The market has for some weeks also been counting on additional stimulus spending by the government to bolster consumer confidence. But talks between Republicans and Democrats remain stalled, Treasury Secretary Steven Mnuchin said Tuesday, though bipartisan appetite for a deal remains high. Negotiations with House Speaker Nancy Pelosi may resume this week, he said.

"There's a strange combination of things going on at the moment: There's some better economic data, proving to be a bit supportive of equities, but running alongside that are the fiscal risks in the U.S. and the weaker dollar," said Georgina Taylor, a multiasset fund manager at Invesco. "I don't think the moves in markets are very consistent."

Signs of an escalating rift with China have also weighed on global markets in recent weeks.

Major stock benchmarks in China and Hong Kong slipped after President Trump said he canceled trade talks with Beijing last weekend and seemed to hint that he could pull out of the phase-one trade deal, according to analysts at Deutsche Bank.

His administration has also urged university endowments to divest their holdings of Chinese stocks ahead of the companies potentially being delisted from American exchanges, the analysts said.

The Shanghai Composite Index fell 1.2% by the close of trading, its biggest decline in over three weeks.

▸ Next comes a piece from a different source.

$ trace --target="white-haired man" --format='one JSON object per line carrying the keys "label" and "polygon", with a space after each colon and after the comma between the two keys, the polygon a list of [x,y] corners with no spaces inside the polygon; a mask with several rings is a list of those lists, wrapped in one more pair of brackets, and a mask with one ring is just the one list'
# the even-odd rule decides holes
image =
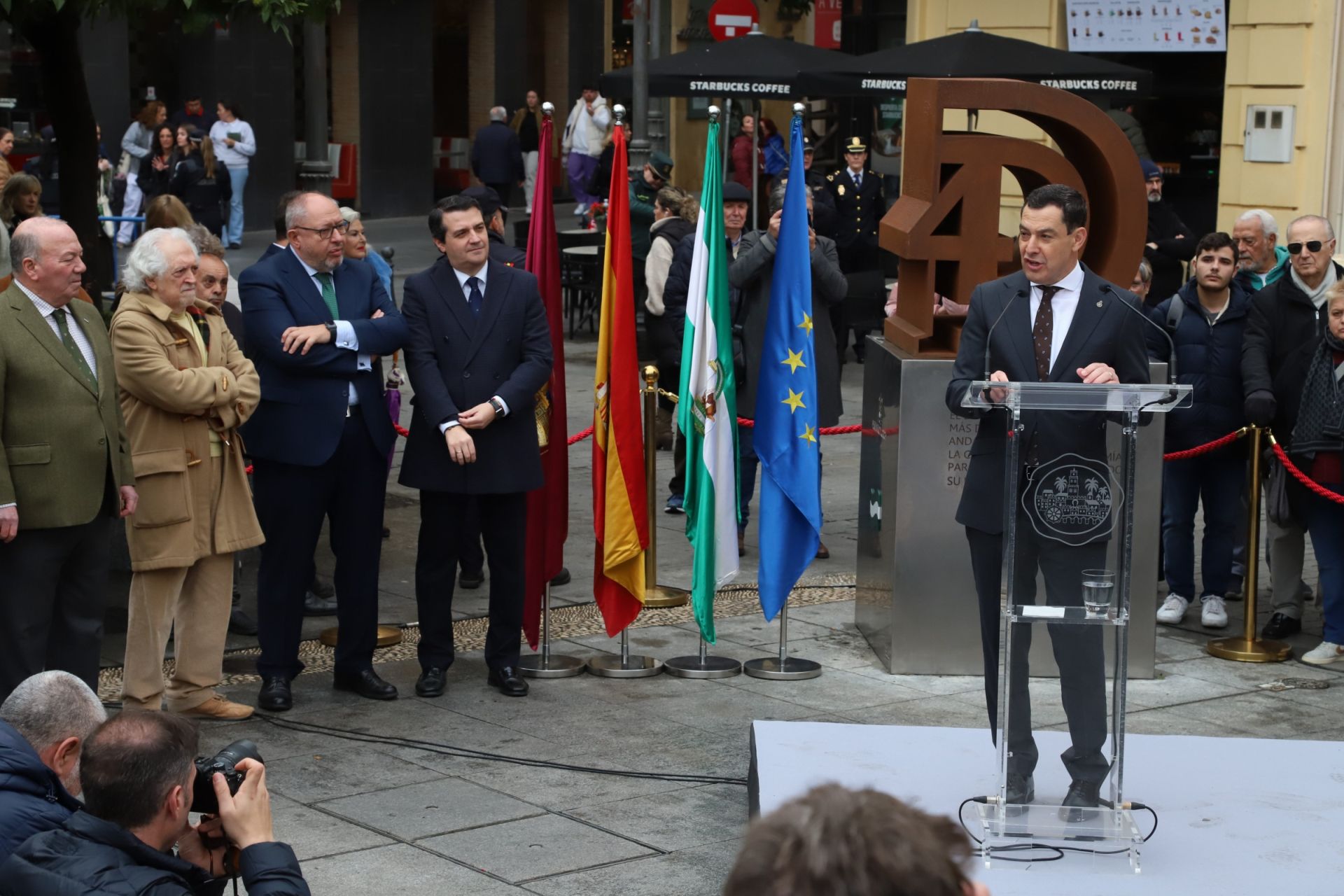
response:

Hong Kong's Hang Seng Index retreated 0.7%.

A key focus area on Wednesday is likely to be the release of the minutes from the last Federal Reserve meeting, due out at 2 p.m. ET. That is expected to provide more insight into changes that Fed officials are weighing for monetary policy.

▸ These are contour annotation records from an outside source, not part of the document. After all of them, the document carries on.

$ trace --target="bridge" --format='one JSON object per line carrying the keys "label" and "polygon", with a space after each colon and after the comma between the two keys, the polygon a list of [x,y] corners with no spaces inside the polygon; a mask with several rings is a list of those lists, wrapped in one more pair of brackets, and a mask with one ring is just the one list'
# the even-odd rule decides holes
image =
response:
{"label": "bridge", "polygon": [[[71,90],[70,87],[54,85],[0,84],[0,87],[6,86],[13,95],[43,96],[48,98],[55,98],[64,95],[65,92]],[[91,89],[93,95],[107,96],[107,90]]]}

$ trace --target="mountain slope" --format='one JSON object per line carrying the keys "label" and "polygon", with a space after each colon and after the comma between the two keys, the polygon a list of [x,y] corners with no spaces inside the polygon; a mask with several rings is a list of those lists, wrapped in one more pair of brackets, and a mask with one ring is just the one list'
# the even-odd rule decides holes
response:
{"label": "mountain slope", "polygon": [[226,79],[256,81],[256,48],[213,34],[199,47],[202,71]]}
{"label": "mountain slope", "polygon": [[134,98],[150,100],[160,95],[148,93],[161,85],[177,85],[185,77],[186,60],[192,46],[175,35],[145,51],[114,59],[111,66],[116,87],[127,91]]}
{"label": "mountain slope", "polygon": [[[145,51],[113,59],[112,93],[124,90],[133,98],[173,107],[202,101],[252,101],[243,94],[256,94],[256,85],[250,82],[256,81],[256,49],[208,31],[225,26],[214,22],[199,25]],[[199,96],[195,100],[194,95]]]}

Benchmark 10-year Treasury yields ticked lower to 0.650%, from 0.669% on Tuesday.

In Europe, the pan-continental Stoxx Europe 600 rose 0.2%.

Coronavirus infection rates have been on the rise in the region after restrictions eased, raising concerns that there may be additional lockdowns, which would stifle business activity and slow the economic recovery. German Chancellor Angela Merkel's comments Tuesday that constraints wouldn't be further loosened in her country because of the spike in new infections has stoked such concerns, analysts said.

"We particularly start to wonder about the nervousness in Europe as the virus picks up, particularly in Germany, if it will impact growth and limit the recovery as we start to think about 2021," said Andrew Cole, head of multiasset at Pictet Asset Management. "The market is starting to worry about this."

In European equities, Danish shipping giant AP Moller-Maersk rose 4.8% after its net profit beat analysts' expectations in its latest earnings report, despite a slowdown in global trade from the pandemic. German utility RWE declined 3.7% after a new stock issue that increased its float by 61.5 million shares.

Ahead of the bell in New York, Gilead Sciences slipped 5.9% after it said the Food and Drug Administration expressed concerns about the risks of an arthritis drug it has under development. Home improvement retailer Lowe's rose 2.1% premarket after it reported a jump in net profit and earnings per share compared with the previous year in its quarterly earnings report.

Oil prices edged down ahead of a meeting of the Organization of the Petroleum Exporting Countries and its allies, where they are expected to discuss the supply cuts currently in place. Brent crude, the international benchmark for oil, declined 1% to $45.01 a barrel.

Gold declined 0.8% to $1,996.90 a troy ounce, partially reversing two days of gains that saw the metal rally about 3%. This is likely a sign that some traders are selling the precious metal to lock in profits from the recent rally, according to Pictet's Mr. Cole.